Por onde, a pluralidade de mulheres, nem exclui totalmente, nem de certo modo impede o fim primário do matrimônio; pois, um homem basta a fecundar várias mulheres e a criar os filhos delas nascidos. Mas o fim secundário, embora não no exclua totalmente contudo grandemente o impede, porque não pode haver paz numa família em que um homem está unido a várias mulheres. Pois, além de não poder um só homem satisfazer aos desejos de várias mulheres, a participação de vários no desempenho de uma mesma função causa as disputas; e como os oleiros vivem em rixas contínuas, assim também as mulheres de um mesmo homem. ─ Quanto ao terceiro fim, totalmente o exclui, porque assim como Cristo é um só, assim também uma só é a Igreja.

Por onde é claro, pelo que acabamos de dizer, que a pluralidade de mulheres e de certo modo contra a lei da natureza, e de certo modo não o é.

DONDE A RESPOSTA À PRIMEIRA OBJEÇÃO. ─ O costume não contraria à lei da natureza nos seus preceitos primários que são umas como idéias gerais do espírito, na ordem especulativa.
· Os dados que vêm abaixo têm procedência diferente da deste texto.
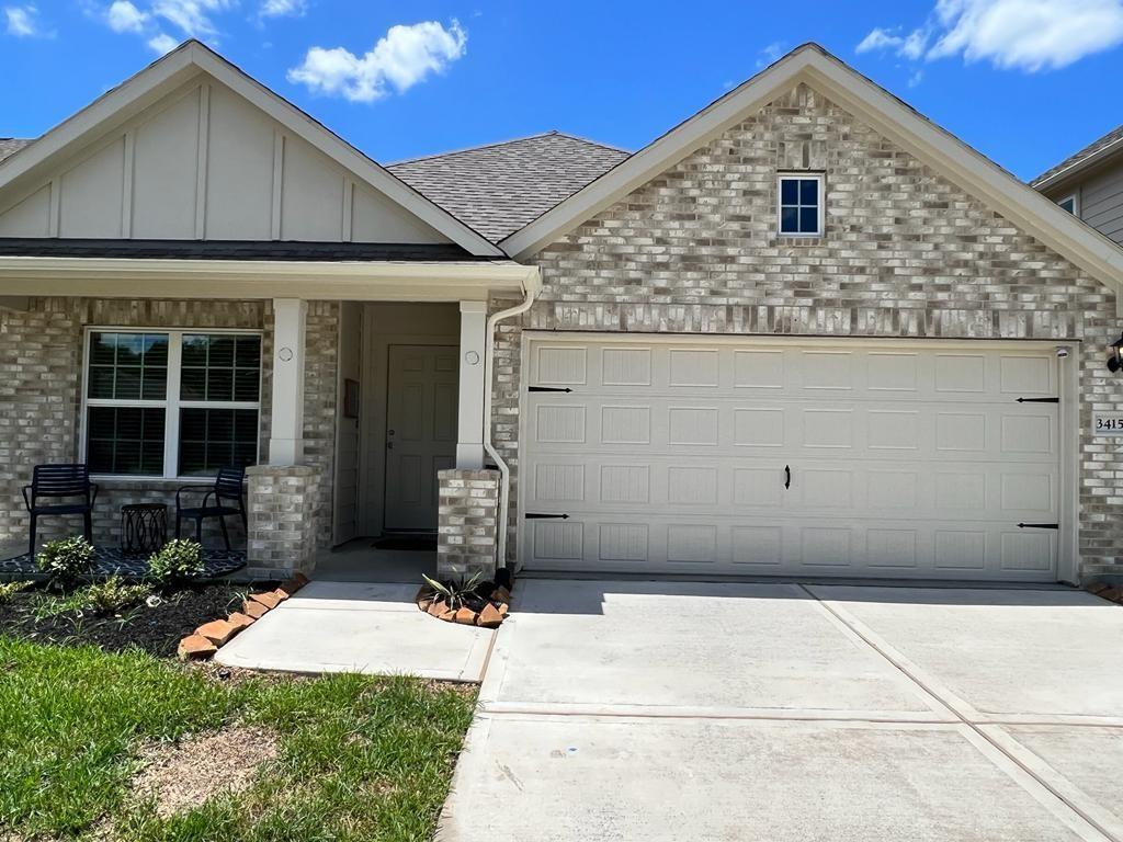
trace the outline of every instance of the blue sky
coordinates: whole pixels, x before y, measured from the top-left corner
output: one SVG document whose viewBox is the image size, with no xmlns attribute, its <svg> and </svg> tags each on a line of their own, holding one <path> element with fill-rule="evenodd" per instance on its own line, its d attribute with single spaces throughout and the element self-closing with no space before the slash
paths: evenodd
<svg viewBox="0 0 1123 842">
<path fill-rule="evenodd" d="M 1123 0 L 0 0 L 0 136 L 195 36 L 377 161 L 560 129 L 634 149 L 815 40 L 1016 175 L 1123 122 Z"/>
</svg>

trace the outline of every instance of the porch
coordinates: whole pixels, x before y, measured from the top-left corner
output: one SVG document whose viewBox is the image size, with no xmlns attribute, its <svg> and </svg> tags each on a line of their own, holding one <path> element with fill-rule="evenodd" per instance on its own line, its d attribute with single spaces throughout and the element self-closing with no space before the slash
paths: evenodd
<svg viewBox="0 0 1123 842">
<path fill-rule="evenodd" d="M 537 277 L 497 260 L 348 263 L 345 271 L 338 263 L 298 268 L 289 260 L 42 256 L 21 257 L 18 272 L 16 266 L 0 256 L 4 291 L 27 293 L 0 300 L 11 339 L 0 374 L 15 394 L 15 412 L 0 421 L 10 433 L 0 544 L 22 542 L 24 549 L 3 555 L 26 552 L 19 487 L 36 464 L 91 464 L 101 488 L 94 543 L 107 569 L 130 569 L 115 549 L 122 505 L 163 502 L 173 515 L 177 487 L 207 482 L 219 461 L 240 461 L 247 529 L 229 522 L 235 553 L 226 560 L 217 530 L 204 532 L 208 556 L 225 565 L 216 573 L 263 579 L 320 568 L 319 578 L 343 582 L 418 582 L 422 571 L 436 570 L 437 475 L 478 472 L 484 464 L 489 296 L 518 298 Z M 272 295 L 298 286 L 309 298 Z M 171 298 L 188 289 L 199 298 Z M 103 335 L 164 342 L 166 359 L 152 368 L 166 378 L 166 393 L 93 396 L 91 369 L 101 363 L 92 344 Z M 209 337 L 217 347 L 244 336 L 259 342 L 256 390 L 226 401 L 209 401 L 207 392 L 181 400 L 189 374 L 184 344 Z M 146 365 L 140 359 L 135 367 Z M 229 364 L 231 376 L 244 374 L 239 365 Z M 153 434 L 155 443 L 138 436 L 133 461 L 99 469 L 91 438 L 91 409 L 99 406 L 112 408 L 118 421 L 156 410 L 166 424 Z M 189 442 L 189 411 L 207 417 L 198 441 Z M 219 417 L 232 421 L 212 423 Z M 239 433 L 238 422 L 249 417 L 253 427 L 243 424 Z M 115 432 L 120 429 L 118 423 Z M 131 447 L 124 441 L 113 441 L 117 457 Z M 189 443 L 203 454 L 190 474 L 181 470 Z M 40 524 L 44 540 L 76 531 L 61 519 Z M 374 546 L 394 536 L 426 536 L 430 547 Z M 230 569 L 239 551 L 245 567 Z M 30 561 L 8 566 L 22 569 Z"/>
</svg>

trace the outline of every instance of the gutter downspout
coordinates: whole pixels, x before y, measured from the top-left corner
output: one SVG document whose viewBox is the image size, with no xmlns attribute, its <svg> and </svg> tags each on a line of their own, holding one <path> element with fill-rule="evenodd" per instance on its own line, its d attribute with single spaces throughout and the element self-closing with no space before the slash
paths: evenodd
<svg viewBox="0 0 1123 842">
<path fill-rule="evenodd" d="M 535 299 L 542 291 L 542 276 L 537 266 L 528 266 L 530 272 L 522 282 L 522 301 L 506 310 L 500 310 L 487 317 L 486 345 L 484 346 L 484 450 L 495 461 L 500 473 L 499 484 L 499 523 L 495 536 L 495 566 L 506 566 L 506 529 L 511 497 L 511 468 L 503 460 L 492 442 L 492 377 L 495 369 L 495 327 L 504 319 L 510 319 L 530 310 Z"/>
</svg>

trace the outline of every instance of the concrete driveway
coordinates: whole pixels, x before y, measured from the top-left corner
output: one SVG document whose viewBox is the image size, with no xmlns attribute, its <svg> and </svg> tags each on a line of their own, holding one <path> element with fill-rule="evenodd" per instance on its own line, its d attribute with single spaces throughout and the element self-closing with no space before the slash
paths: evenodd
<svg viewBox="0 0 1123 842">
<path fill-rule="evenodd" d="M 438 839 L 1123 842 L 1123 608 L 524 579 Z"/>
</svg>

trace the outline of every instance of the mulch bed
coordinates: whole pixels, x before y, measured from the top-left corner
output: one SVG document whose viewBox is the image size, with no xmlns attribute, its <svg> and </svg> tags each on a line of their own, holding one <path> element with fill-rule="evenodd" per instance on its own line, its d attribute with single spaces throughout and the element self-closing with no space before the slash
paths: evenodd
<svg viewBox="0 0 1123 842">
<path fill-rule="evenodd" d="M 38 621 L 30 608 L 35 595 L 43 592 L 34 588 L 0 603 L 0 634 L 37 643 L 92 643 L 108 651 L 136 647 L 167 658 L 175 655 L 181 638 L 202 623 L 236 611 L 249 589 L 261 587 L 276 587 L 276 584 L 185 586 L 157 592 L 161 602 L 155 607 L 141 602 L 117 615 L 67 613 Z"/>
</svg>

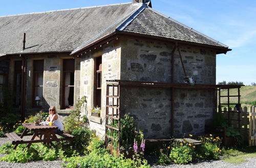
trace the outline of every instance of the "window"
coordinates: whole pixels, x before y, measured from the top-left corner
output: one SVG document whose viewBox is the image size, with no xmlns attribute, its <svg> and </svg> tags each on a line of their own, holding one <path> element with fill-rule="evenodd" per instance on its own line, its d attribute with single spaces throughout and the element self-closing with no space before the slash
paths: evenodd
<svg viewBox="0 0 256 168">
<path fill-rule="evenodd" d="M 20 95 L 22 91 L 22 61 L 14 62 L 14 85 L 15 106 L 19 107 L 20 105 Z"/>
<path fill-rule="evenodd" d="M 42 106 L 44 83 L 44 60 L 35 60 L 33 62 L 33 106 Z"/>
<path fill-rule="evenodd" d="M 102 57 L 95 58 L 94 106 L 101 107 Z"/>
<path fill-rule="evenodd" d="M 75 59 L 63 60 L 63 108 L 73 108 L 74 106 Z"/>
<path fill-rule="evenodd" d="M 6 75 L 0 74 L 0 104 L 4 103 L 3 87 L 6 82 Z"/>
</svg>

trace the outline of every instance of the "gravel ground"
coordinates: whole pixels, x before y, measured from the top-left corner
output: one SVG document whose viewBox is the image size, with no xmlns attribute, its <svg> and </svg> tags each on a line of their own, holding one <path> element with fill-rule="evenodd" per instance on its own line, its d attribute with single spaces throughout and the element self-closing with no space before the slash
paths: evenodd
<svg viewBox="0 0 256 168">
<path fill-rule="evenodd" d="M 24 138 L 29 139 L 31 136 L 25 136 Z M 10 142 L 8 138 L 0 138 L 0 146 L 4 144 Z M 0 154 L 0 157 L 4 155 Z M 148 158 L 149 160 L 153 158 Z M 256 158 L 247 158 L 248 161 L 239 164 L 228 163 L 224 160 L 212 160 L 207 161 L 201 161 L 198 162 L 192 163 L 187 165 L 177 165 L 170 164 L 168 166 L 153 165 L 152 167 L 154 168 L 168 168 L 168 167 L 232 167 L 232 168 L 243 168 L 243 167 L 256 167 Z M 14 163 L 4 161 L 0 161 L 0 167 L 62 167 L 61 166 L 62 161 L 61 160 L 55 161 L 32 161 L 26 163 Z"/>
</svg>

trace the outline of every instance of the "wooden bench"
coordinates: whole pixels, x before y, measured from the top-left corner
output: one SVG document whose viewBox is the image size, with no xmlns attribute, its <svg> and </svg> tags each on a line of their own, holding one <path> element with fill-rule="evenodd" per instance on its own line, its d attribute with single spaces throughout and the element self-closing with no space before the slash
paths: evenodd
<svg viewBox="0 0 256 168">
<path fill-rule="evenodd" d="M 18 144 L 19 142 L 23 142 L 23 139 L 20 138 L 16 133 L 11 132 L 6 133 L 5 135 L 7 136 L 11 141 L 12 141 L 13 145 Z"/>
<path fill-rule="evenodd" d="M 63 136 L 65 138 L 73 138 L 74 136 L 71 135 L 70 134 L 68 134 L 68 133 L 56 133 L 57 135 L 60 135 L 61 136 Z"/>
</svg>

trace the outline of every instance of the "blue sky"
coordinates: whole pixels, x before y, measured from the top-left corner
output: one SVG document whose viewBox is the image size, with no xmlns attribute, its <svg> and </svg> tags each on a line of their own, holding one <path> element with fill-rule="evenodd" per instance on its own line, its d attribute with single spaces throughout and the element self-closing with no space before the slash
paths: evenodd
<svg viewBox="0 0 256 168">
<path fill-rule="evenodd" d="M 132 0 L 1 0 L 0 16 Z M 217 82 L 256 82 L 256 1 L 152 0 L 154 9 L 229 46 L 217 55 Z"/>
</svg>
Mas as que são como umas conclusões desses princípios primários, o costume lhes dá maior vigor, como diz Túlio, mas também pode-lhos diminuir. E tal é o preceito da lei da natureza, sobre a unicidade da esposa.

RESPOSTA À SEGUNDA. ─ Como diz Túlio, o temor das leis e a religião consagraram as regras fundadas em a natureza e aprovadas pelo costume. Por onde é claro, que aquilo que a lei natural dita, como conclusões dos princípios primários da lei natural, não tem força obrigatória a modo de preceito absoluto, senão depois de sancionado pela lei divina e pela humana. E tal é o dito de Agostinho, que não procediam contra os preceitos da lei, por que por nenhuma lei era proibido.

RESPOSTA À TERCEIRA. ─ Resulta do que foi dito.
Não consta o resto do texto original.